Thursday, May 27, 2010

A Word in This Season

A few times in life, one reflects on their past decisions. The situations that we left undone, the life that one has up until this point. In the midst of these moments, we wonder both aloud and in our own solemn sacred space about the impact we have made on humanity. No one wants their life to be lived without purpose; while some lives may end in this manner; I doubt highly that this was the initial intent. So much so is the case for me on today. In moments of great frustration, while I am inclined to write; I attempt to pace myself and wait till I am able to calm down and write coherent and complete thoughts.

So here it goes, One of my greatest challenges in life is attempting to Love people when you dont receive love in return. Quite possibly for me; love is the unrelenting audacity to hope against hope for the betterment and success of the other. In Smoke on the Mountain- Joy Davidman, C.S. Lewis's wife stated;

For many contemporaries God has dwindled into a noble abstraction, a tendency of history, a goal of evolution; has thinned out into a concept useful for organizing world peace - a good thing as an idea. But not the Word made flesh, who died for us and rose again from the dead. Not a Personality that a man can feel any love for. And not, certainly, the eternal Lover, who took the initiative and fell in love with us.
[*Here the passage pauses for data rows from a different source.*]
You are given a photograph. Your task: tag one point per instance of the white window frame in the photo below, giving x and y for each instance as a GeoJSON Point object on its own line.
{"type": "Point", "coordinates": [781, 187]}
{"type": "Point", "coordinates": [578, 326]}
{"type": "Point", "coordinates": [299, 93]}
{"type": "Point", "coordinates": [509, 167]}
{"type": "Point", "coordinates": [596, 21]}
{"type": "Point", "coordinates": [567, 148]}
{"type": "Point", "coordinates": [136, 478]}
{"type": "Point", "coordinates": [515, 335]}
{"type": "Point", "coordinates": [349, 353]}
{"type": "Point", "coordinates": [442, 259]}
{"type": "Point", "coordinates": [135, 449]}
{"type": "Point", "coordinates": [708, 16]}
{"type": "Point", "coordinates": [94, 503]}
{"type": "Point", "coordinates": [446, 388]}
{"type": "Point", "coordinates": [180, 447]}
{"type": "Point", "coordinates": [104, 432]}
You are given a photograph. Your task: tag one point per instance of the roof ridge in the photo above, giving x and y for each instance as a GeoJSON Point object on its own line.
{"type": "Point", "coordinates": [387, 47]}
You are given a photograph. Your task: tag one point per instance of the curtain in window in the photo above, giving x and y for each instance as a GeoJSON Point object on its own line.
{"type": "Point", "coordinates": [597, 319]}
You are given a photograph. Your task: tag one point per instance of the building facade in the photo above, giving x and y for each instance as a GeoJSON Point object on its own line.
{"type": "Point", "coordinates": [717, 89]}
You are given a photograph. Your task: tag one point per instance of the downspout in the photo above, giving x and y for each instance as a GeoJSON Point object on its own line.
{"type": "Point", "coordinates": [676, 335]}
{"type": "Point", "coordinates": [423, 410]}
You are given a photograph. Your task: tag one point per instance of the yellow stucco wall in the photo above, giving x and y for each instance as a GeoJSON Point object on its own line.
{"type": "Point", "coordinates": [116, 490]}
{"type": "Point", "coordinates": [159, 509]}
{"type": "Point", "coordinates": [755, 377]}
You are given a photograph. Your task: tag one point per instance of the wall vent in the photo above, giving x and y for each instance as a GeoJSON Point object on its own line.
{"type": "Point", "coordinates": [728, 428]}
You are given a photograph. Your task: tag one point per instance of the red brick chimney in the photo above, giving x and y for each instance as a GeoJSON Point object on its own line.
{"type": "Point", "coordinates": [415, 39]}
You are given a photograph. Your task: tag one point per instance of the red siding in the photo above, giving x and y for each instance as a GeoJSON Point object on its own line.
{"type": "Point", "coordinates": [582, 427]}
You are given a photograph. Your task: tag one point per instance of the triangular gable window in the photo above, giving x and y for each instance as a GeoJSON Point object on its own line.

Is it shocking to think of God as a pursuing lover? Then Christianity is shocking. If we accept the supernatural only as something too weak and passive to interfere with the natural, we had best call ourselves materialists and be done with it-we shall gain in honesty what we lose in respectability. Here's a test to tell if your faith is anything more than faith - and - water. Suppose that tonight the Holy Spirit lifts you high into space, speaks a message to your conscience, then invisibly tucks you back into your safe little bed again. Will you consider the possibility that this experience is genuine? Or will you conclude at once that you must be crazy, and start yelling for a psychiatrist?

And here's a more practical test-since, in all probability, very few of us will be lifted from our beds tonight. Do you think that Christianity is primarily valuable as a means of solving our " real " problem - i.e., how to build a permanently healthy, wealthy, and wise society in this world? If you do, you're at least half a materialist, and some day the Marxists may be calling you comrade.